A lawsuit filed by Chappaquiddick residents opposing a 115-foot AT&T cellular tower on Chappy was dismissed by Land Court judge Howard Speicher last week, concluding a complicated, yearslong legal battle.
A year following the review and approval of the cell tower by the Martha’s Vineyard Commission in 2017, Chappy property owners Dana and Robert Strayton sued the regional planning agency, citing the tower’s potential adverse impacts to themselves and other abutters.
The AT&T tower proposal came after a temporary 84-foot tower (WISP tower) had been operational on mvWIFI property to provide Chappy residents with wireless, high-speed internet access.
The mvWIFI property, owned by Chappy resident Robert Fynbo, was later slated to become the home for the AT&T tower.

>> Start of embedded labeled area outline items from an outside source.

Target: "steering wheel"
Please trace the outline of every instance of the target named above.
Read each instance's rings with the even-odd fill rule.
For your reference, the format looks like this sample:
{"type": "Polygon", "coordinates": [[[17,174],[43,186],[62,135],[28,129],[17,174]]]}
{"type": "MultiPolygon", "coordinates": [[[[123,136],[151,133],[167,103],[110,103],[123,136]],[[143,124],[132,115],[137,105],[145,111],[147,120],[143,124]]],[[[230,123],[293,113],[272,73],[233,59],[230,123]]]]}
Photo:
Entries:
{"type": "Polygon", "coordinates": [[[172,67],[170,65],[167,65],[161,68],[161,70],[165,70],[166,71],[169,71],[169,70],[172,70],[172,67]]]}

That case, which named the MVC, AT&T, mvWIFI, and Fynbo as defendants, underwent a lengthy bench trial in Dukes County Superior Court in 2020, ultimately resulting in a dismissal in 2021. A subsequent filing with the Massachusetts Court of Appeals affirmed that decision.
A second suit, filed concurrently by the Straytons against the town of Edgartown and its zoning board of appeals, among others, has also been dismissed, upholding the original Superior Court decision from 2021.
On Jan. 25, Judge Speicher ordered his judgment, which follows the latest complaint, this time against the Edgartown planning board for granting a special permit for the tower’s construction.
Per his written decision, Speicher decided “the court had adjudicated or dismissed all claims by all parties” involved in the case, and ruled that the court “dispose of this entire case.”